Avoid fx intervention if currency weakness is due to fundamentals, IMF economists say

Countries should avoid spending scarce foreign exchange reserves intervening to support currencies that are weakening as a result of economic fundamentals such as interest rate differentials, the International Monetary Fund’s top economists said on Friday.

Instead, their focus should be on appropriate policy adjustments, IMF First Deputy Managing Director Gita Gopinath and economic counselor Pierre-Olivier Gourinchas wrote in a published blog.

“Specifically, foreign exchange intervention should not substitute for warranted adjustment to macroeconomic policies,” the two wrote as global finance officials gathered in Washington for the IMF and World Bank’s annual meetings.

“There is a role for intervening on a temporary basis when currency movements substantially raise financial stability risks and/or significantly disrupt the central bank’s ability to maintain price stability,” they added.

Most countries have seen their currencies decline against the dollar this year. An index of the greenback against a basket of major trading partners is up nearly 18% year to date; the Japanese yen, for one, is down 22% against the dollar this year.

The IMF economists said that economic fundamentals are the major factor in the dollar’s rise: rapidly rising U.S. interest rates and more favorable terms of trade — a rise in the prices for U.S. exports relative to its imports — caused by higher energy prices.

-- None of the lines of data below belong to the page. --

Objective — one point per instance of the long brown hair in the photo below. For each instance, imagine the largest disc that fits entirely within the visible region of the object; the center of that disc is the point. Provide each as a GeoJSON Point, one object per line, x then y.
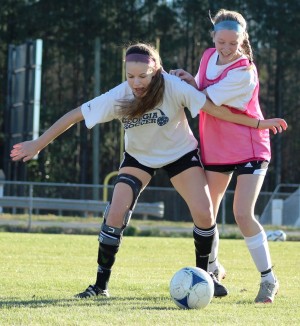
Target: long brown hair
{"type": "Point", "coordinates": [136, 107]}
{"type": "Point", "coordinates": [224, 14]}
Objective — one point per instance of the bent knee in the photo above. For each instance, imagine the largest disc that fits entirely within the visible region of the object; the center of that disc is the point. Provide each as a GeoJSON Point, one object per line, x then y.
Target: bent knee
{"type": "Point", "coordinates": [203, 218]}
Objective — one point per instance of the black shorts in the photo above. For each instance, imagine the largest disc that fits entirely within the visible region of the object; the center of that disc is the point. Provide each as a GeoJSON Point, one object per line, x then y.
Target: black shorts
{"type": "Point", "coordinates": [259, 167]}
{"type": "Point", "coordinates": [185, 162]}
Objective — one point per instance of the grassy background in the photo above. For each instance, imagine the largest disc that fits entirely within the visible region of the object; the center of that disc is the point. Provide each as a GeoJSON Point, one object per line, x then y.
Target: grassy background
{"type": "Point", "coordinates": [40, 273]}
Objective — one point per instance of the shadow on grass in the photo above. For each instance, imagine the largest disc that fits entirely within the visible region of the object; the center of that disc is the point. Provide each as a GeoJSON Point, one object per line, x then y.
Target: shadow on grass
{"type": "Point", "coordinates": [40, 302]}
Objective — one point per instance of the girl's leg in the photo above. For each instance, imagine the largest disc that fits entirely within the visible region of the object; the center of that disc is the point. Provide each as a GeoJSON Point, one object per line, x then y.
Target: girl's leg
{"type": "Point", "coordinates": [116, 218]}
{"type": "Point", "coordinates": [217, 184]}
{"type": "Point", "coordinates": [246, 193]}
{"type": "Point", "coordinates": [191, 184]}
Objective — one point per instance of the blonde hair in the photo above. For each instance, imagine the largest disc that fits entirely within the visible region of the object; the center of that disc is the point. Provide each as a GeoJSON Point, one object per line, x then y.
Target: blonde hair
{"type": "Point", "coordinates": [224, 14]}
{"type": "Point", "coordinates": [136, 107]}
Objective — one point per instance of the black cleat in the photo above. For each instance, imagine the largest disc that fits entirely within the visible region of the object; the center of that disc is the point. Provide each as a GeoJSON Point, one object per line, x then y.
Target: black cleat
{"type": "Point", "coordinates": [92, 291]}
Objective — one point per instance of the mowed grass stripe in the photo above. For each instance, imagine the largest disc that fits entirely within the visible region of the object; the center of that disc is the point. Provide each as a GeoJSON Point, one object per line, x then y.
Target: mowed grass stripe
{"type": "Point", "coordinates": [40, 273]}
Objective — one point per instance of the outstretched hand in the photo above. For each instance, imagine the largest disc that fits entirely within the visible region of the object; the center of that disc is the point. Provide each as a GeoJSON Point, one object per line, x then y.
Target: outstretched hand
{"type": "Point", "coordinates": [184, 75]}
{"type": "Point", "coordinates": [24, 151]}
{"type": "Point", "coordinates": [275, 124]}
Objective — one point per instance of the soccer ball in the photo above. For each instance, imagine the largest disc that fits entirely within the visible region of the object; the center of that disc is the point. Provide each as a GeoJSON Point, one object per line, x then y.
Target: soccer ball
{"type": "Point", "coordinates": [191, 288]}
{"type": "Point", "coordinates": [277, 235]}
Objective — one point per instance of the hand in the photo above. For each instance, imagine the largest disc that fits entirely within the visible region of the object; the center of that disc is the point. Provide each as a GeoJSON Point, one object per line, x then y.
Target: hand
{"type": "Point", "coordinates": [275, 124]}
{"type": "Point", "coordinates": [24, 151]}
{"type": "Point", "coordinates": [183, 75]}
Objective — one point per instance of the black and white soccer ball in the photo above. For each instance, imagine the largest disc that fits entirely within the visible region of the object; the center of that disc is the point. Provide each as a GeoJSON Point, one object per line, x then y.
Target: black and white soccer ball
{"type": "Point", "coordinates": [191, 288]}
{"type": "Point", "coordinates": [277, 235]}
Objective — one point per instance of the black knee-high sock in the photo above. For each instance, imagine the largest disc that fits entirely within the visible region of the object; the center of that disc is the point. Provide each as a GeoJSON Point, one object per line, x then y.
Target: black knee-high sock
{"type": "Point", "coordinates": [106, 259]}
{"type": "Point", "coordinates": [203, 239]}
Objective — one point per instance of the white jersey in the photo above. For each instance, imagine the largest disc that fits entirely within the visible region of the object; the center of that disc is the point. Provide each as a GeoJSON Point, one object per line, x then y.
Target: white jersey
{"type": "Point", "coordinates": [236, 89]}
{"type": "Point", "coordinates": [161, 136]}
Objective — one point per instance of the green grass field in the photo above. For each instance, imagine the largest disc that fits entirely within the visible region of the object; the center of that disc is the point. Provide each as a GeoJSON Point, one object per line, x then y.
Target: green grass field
{"type": "Point", "coordinates": [40, 273]}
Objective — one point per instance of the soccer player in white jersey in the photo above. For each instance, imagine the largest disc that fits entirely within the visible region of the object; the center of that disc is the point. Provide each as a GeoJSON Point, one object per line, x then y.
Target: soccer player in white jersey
{"type": "Point", "coordinates": [150, 105]}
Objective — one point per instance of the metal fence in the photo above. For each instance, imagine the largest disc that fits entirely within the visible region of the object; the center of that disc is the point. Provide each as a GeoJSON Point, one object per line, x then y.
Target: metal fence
{"type": "Point", "coordinates": [175, 209]}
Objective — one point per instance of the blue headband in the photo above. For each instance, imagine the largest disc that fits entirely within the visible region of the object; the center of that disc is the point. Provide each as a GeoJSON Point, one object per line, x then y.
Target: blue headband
{"type": "Point", "coordinates": [230, 25]}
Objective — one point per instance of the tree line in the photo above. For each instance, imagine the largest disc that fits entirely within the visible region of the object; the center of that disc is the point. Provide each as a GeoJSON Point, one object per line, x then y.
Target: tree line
{"type": "Point", "coordinates": [181, 31]}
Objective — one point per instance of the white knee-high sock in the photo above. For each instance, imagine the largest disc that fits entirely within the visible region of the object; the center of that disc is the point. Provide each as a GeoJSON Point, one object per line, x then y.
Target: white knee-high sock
{"type": "Point", "coordinates": [213, 257]}
{"type": "Point", "coordinates": [259, 250]}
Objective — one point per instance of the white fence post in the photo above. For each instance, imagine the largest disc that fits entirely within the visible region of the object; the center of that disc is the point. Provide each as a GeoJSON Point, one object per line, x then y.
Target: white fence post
{"type": "Point", "coordinates": [277, 207]}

“Fighting a historic increase in inflation, the Federal Reserve has embarked on a rapid tightening path for policy interest rates. The European Central Bank, while also facing broad-based inflation, has signaled a shallower path for their policy rates, out of concern that the energy crisis will cause an economic downturn,” they wrote.

Meanwhile, low inflation in Japan and China has allowed their central banks to buck the global tightening trend.

Gopinath and Gourinchas said the appropriate response in most cases is to allow exchange rates to adjust to the stronger dollar while using monetary policy to keep inflation close to its target, along with some fiscal support for the most vulnerable.

“Although emerging market central banks have stockpiled dollar reserves in recent years, reflecting lessons learned from earlier crises, these buffers are limited and should be used prudently,” the IMF economists wrote.